La possibilité de contourner les contrôles. Dans les banques, les procédures de sécurité ont été renforcées à tous les niveaux. "Les départements des risques ont pris de l'ampleur, les politiques de mots de passe sont plus strictes, et on demande même aux traders de prendre leurs vacances en même temps que les contrôleurs", souligne pour francetv info Pascal de Lima. Lequel rappelle que Jérôme Kerviel a beaucoup agi au mois d'août, lorsque ses superviseurs étaient en vacances.

Mais ces mesures sont parfois insuffisantes, ont rapporté Les Echos en février. Et les écarts demeurent : "on croit contrôler les banques, mais il existe toujours des petites structures de 'hedge funds' [des fonds d'investissement] vers lesquelles se tournent les traders qui se sentent trop contrôlés, et où ils font ce qu'ils veulent", ajoute Pascal de Lima.

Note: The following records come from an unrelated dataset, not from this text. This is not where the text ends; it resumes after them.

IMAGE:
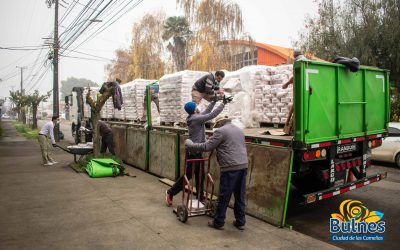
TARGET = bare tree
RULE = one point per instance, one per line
(95, 108)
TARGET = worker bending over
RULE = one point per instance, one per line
(229, 142)
(43, 138)
(197, 133)
(207, 87)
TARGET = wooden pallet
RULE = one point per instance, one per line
(182, 124)
(209, 125)
(169, 124)
(270, 124)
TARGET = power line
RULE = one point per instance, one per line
(83, 58)
(23, 48)
(109, 23)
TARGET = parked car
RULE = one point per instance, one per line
(390, 149)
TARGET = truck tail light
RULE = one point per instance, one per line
(314, 154)
(375, 143)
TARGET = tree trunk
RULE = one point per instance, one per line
(96, 107)
(34, 118)
(96, 137)
(19, 115)
(23, 115)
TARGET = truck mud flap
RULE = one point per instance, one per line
(334, 191)
(268, 182)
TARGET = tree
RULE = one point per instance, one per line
(119, 68)
(95, 108)
(34, 101)
(71, 82)
(147, 48)
(366, 29)
(214, 21)
(20, 100)
(177, 28)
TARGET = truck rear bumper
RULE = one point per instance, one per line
(334, 191)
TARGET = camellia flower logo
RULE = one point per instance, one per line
(350, 209)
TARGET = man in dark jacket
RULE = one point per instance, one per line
(229, 142)
(106, 138)
(197, 133)
(207, 87)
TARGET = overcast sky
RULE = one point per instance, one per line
(25, 22)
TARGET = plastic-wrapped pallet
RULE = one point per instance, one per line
(128, 95)
(175, 91)
(276, 101)
(120, 114)
(140, 87)
(247, 86)
(109, 106)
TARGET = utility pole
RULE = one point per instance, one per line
(22, 74)
(56, 47)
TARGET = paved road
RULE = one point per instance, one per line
(57, 208)
(383, 196)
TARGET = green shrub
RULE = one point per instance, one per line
(26, 130)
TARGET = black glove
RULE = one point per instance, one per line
(227, 99)
(216, 98)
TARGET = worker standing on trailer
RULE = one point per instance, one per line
(154, 90)
(43, 138)
(207, 87)
(197, 133)
(229, 142)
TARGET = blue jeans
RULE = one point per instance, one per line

La culture du risque. "Le trading, c'est et ce sera toujours de la prise de risque, affirme à francetv info Catherine Lubochinsky, professeur d'économie à l'université Paris-II. Conceptuellement, rien n'a changé, et les contrôles n'empêchent pas la triche. C'est comme sur la route : il y a davantage de radars et toujours des excès de vitesse." Depuis 2008, Goldman Sachs, UBS ou encore JPMorgan Chase ont fait les frais des prises de risques des "rogue traders" [ou "traders ripoux"] et perdu des milliards de dollars. 

"Se concentrer sur les seuls contrôles revient à imposer une limite de vitesse à un conducteur alcoolique", estime Caroline Attia, une trader reconvertie en psychologue clinicienne, dans Les Echos. Pour elle, la mise en place de pare-feux a "renforcé le sentiment des traders qu'ils sont immunisés contre un accident de grande ampleur." Dans la finance comme partout, "le risque zéro n'existe pas", insiste Catherine Lubochinsky. Et tant pis si l'argent des contribuables est en jeu.